Shonda Rhimes sat down with Oprah recently to talk about some big life changes she's gone through recently, and she opened up about her feelings on relationships, saying she had inadvertently been channeling her feelings into her writing for the hit show Grey's Anatomy.
Rhimes said she normally chooses to stay out of the spotlight while raising her kids, but has challenged herself in the last several months to do things she wouldn't normally do. That included being honest with herself--and her family--about what she really wanted.
”I was seriously dating somebody and I was like, I don’t want to do this. I guess I had been secretly feeling that way and writing it for Cristina. We’re all so conditioned to want it, I felt like there must be something wrong with me. But the minute I said it out loud to my family, it was fantastic. Now if somebody says, ‘Are you looking for that?’ I say, ‘Nope, looking for a boyfriend, not a husband.’ And there’s a freedom to that. There’s no pressure if you’re not looking for it," Rhimes said.
Rhimes made headlines over the weekend when she participated in the Twitter challenge to have intelligent questions presented to women on the red carpet at the Emmy Awards on Sunday, rather than conversations about what they were wearing. The movement started a trend on social media and marked the first time such a thing had been attempted at an awards show, which is usually all fun and fashion.

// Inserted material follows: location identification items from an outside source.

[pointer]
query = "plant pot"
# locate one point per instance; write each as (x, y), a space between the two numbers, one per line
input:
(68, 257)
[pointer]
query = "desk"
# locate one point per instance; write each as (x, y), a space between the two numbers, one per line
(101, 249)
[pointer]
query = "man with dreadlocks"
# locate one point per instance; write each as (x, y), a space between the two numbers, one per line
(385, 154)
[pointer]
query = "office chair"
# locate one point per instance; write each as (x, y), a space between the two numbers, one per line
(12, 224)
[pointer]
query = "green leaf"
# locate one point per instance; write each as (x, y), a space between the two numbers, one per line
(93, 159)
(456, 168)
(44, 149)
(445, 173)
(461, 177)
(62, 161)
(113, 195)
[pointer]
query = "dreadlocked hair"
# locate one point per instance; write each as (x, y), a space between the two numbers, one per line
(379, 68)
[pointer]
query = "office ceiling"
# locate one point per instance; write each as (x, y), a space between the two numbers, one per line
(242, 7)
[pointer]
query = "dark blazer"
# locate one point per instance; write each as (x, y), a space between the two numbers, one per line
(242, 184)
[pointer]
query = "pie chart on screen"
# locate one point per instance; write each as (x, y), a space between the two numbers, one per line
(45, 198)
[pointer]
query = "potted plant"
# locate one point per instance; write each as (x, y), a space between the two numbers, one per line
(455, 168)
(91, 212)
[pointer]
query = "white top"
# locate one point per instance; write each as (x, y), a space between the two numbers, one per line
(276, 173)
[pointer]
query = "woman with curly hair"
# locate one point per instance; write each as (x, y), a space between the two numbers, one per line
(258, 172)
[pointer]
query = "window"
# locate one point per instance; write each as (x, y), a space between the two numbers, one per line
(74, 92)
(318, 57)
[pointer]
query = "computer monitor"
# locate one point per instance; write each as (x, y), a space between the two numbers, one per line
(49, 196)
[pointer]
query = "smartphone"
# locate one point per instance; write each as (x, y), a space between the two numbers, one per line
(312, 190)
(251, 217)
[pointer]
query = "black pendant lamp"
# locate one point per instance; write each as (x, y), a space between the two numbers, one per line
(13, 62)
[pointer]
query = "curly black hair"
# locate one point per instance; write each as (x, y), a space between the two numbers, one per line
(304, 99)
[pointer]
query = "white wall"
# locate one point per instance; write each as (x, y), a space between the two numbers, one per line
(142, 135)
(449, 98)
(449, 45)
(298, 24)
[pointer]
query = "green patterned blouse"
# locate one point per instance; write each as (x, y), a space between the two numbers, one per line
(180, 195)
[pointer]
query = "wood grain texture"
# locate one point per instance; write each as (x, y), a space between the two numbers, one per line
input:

“Question for the #Emmys red carpet: What is the best piece of career advice someone has given to you? #SmartGirlsAsk” Shonda Rhimes tweeted.

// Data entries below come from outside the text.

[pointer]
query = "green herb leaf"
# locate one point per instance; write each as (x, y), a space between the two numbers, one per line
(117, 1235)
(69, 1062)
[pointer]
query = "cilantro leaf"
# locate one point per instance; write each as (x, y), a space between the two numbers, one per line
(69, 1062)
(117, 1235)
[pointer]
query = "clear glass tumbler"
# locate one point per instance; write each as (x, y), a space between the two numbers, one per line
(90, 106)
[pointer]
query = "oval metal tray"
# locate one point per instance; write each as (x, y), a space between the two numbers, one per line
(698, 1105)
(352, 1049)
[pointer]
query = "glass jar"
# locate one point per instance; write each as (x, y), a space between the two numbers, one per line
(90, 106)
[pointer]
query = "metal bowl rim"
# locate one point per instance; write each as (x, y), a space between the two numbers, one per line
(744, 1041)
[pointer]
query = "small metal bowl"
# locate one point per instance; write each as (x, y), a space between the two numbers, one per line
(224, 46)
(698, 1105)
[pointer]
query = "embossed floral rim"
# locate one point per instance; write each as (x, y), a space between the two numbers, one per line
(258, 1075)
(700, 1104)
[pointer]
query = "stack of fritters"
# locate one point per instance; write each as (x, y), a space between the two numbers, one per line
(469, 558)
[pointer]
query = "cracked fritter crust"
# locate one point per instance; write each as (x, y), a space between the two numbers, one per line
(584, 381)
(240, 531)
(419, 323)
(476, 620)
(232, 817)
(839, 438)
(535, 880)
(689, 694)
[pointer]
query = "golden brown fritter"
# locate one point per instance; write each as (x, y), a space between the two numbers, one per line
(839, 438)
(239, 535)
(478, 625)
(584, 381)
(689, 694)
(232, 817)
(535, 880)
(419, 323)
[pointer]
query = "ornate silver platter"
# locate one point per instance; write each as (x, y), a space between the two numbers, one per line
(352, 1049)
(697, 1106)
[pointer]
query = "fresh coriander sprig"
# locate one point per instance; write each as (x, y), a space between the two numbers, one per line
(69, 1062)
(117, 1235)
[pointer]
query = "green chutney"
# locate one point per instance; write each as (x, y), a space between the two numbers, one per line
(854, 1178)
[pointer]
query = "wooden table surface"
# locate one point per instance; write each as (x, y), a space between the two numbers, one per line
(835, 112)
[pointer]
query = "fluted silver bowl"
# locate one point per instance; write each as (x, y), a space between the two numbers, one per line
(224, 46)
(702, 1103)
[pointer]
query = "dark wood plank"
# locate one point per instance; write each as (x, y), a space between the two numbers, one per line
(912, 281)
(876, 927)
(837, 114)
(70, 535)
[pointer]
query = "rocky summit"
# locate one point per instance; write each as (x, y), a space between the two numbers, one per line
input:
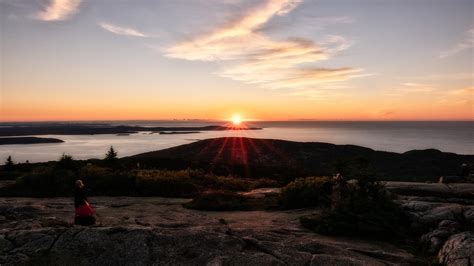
(159, 231)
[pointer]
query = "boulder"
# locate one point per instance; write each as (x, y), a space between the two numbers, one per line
(458, 250)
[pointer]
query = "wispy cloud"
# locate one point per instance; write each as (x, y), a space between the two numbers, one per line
(59, 10)
(416, 87)
(468, 43)
(122, 30)
(253, 57)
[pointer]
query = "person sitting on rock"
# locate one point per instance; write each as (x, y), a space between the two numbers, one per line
(84, 212)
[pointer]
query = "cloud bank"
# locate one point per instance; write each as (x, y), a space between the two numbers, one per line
(122, 30)
(468, 43)
(252, 57)
(59, 10)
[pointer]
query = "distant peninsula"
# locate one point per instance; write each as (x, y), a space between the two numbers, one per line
(96, 129)
(28, 140)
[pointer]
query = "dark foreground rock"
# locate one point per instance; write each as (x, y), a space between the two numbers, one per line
(159, 231)
(188, 246)
(458, 250)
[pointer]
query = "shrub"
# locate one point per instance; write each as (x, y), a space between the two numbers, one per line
(307, 192)
(219, 201)
(364, 209)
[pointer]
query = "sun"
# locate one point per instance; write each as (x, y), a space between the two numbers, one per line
(236, 120)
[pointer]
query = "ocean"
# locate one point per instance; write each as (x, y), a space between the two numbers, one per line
(456, 137)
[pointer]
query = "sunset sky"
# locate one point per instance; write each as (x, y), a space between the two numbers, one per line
(211, 59)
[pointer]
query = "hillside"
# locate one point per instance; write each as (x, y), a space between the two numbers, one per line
(286, 159)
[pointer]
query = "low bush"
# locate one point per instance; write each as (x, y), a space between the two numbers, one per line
(307, 192)
(219, 201)
(364, 209)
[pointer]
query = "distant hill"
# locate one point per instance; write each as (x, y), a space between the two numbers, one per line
(287, 159)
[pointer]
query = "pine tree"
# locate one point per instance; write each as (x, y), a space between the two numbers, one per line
(111, 155)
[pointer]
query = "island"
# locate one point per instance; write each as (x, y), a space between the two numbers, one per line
(27, 129)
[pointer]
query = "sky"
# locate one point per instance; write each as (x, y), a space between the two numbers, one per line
(212, 59)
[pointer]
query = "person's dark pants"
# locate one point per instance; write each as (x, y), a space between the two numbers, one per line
(88, 220)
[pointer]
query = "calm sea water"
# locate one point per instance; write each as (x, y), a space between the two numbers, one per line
(454, 137)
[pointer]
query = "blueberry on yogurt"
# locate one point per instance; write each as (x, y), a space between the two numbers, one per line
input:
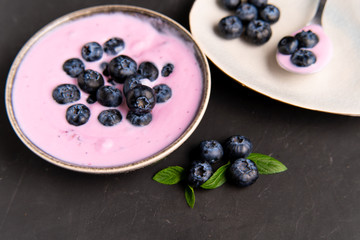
(121, 67)
(114, 46)
(73, 67)
(92, 51)
(66, 93)
(110, 117)
(77, 114)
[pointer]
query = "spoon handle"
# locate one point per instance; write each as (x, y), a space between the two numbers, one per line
(318, 15)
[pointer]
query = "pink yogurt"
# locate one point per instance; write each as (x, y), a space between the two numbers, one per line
(323, 52)
(43, 121)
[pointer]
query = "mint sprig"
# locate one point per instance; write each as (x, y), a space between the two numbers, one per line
(169, 176)
(266, 164)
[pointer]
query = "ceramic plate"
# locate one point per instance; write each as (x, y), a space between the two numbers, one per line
(335, 89)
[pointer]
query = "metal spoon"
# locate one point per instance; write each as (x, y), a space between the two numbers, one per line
(323, 50)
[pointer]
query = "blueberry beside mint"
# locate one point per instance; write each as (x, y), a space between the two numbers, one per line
(230, 27)
(258, 32)
(270, 13)
(211, 151)
(114, 46)
(66, 93)
(307, 39)
(90, 81)
(288, 45)
(139, 119)
(148, 70)
(141, 99)
(121, 67)
(110, 117)
(73, 67)
(247, 12)
(77, 114)
(198, 173)
(238, 147)
(92, 51)
(167, 69)
(109, 96)
(243, 172)
(303, 58)
(163, 93)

Rhimes also got a shoutout at the awards ceremony from Viola Davis, who became the first black woman to win the Emmy for Outstanding Actress In A Drama Series. Davis thanked Shonda and several other writers who have played roles in getting meaningful parts for women of color.

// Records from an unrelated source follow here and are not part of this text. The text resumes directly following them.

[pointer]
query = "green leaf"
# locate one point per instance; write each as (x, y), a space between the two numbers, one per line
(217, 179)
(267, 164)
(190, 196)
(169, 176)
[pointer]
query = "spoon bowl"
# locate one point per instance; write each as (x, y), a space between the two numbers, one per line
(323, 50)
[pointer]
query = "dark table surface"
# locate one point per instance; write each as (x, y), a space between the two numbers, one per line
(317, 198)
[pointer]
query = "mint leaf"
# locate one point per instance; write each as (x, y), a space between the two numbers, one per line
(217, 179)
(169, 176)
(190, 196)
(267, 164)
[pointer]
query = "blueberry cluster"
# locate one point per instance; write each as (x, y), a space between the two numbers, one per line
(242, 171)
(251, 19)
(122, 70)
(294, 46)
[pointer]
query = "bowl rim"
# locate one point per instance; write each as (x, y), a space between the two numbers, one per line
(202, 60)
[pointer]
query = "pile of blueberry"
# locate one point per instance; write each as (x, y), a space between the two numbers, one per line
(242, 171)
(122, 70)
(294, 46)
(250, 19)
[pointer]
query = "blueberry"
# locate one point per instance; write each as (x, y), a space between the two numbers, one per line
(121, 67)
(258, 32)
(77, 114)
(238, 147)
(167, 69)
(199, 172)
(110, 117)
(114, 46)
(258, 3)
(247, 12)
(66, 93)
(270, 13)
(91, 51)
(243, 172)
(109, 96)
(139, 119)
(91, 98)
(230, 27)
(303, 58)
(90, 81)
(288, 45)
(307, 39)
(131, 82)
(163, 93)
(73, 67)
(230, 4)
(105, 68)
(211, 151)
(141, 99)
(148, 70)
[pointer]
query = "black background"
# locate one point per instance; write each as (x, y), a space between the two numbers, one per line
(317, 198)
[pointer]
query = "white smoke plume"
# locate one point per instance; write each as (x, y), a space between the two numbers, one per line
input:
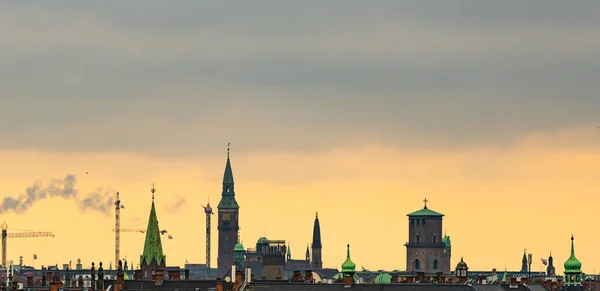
(100, 200)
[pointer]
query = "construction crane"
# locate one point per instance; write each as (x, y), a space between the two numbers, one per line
(208, 211)
(6, 236)
(118, 207)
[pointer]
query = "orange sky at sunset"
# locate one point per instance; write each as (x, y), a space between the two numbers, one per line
(497, 201)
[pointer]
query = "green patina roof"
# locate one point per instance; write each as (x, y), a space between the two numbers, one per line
(572, 265)
(383, 278)
(425, 212)
(348, 266)
(446, 241)
(153, 244)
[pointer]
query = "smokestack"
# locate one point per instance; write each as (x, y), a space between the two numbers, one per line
(99, 200)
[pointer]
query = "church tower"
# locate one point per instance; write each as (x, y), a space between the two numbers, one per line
(426, 251)
(317, 263)
(228, 221)
(572, 272)
(153, 258)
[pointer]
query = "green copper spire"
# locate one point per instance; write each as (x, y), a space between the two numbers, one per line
(153, 244)
(572, 268)
(572, 264)
(228, 194)
(348, 266)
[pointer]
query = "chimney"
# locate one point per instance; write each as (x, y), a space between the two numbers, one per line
(297, 276)
(68, 278)
(44, 277)
(93, 278)
(513, 281)
(239, 276)
(137, 275)
(160, 277)
(100, 284)
(308, 276)
(118, 285)
(174, 275)
(348, 280)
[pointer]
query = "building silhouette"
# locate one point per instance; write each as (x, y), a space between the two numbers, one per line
(228, 226)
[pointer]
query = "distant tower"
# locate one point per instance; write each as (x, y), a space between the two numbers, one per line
(425, 249)
(572, 271)
(524, 264)
(228, 221)
(550, 270)
(448, 249)
(118, 228)
(153, 258)
(208, 212)
(317, 262)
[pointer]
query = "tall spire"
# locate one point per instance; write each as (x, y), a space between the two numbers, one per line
(228, 195)
(152, 245)
(317, 233)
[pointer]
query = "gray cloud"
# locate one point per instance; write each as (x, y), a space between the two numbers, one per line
(100, 200)
(174, 207)
(185, 78)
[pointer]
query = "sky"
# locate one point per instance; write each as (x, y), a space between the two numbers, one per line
(357, 110)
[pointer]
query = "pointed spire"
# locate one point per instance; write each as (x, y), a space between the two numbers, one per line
(228, 176)
(317, 233)
(228, 194)
(348, 266)
(152, 245)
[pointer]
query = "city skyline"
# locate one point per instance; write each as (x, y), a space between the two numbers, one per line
(357, 111)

"'In my mind I see a line, and over that line, I see green fields and lovely flowers and beautiful white women with their arms stretched out to me over that line, but I can't seem to get there no how. I can't seem to get over that line.' That was Harriet Tubman in the 1800s. And let me tell you something, the only thing that separates women of color from anyone else is opportunity. You cannot win an Emmy for roles that are simply not there. So here's to all the writers, the awesome people—Ben Sherwood, Paul Lee, Peter Nowalk, Shonda Rhimes—people who have redefined what it means to be beautiful, to be sexy, to be a leading women, to be black. And to the to the Taraji P. Hensons, the Kerry Washingtons, the Halle Berrys, the Nicole Beharies, the Meagan Goods, to Gabrielle Union, thank you for taking us over that line," Davis said.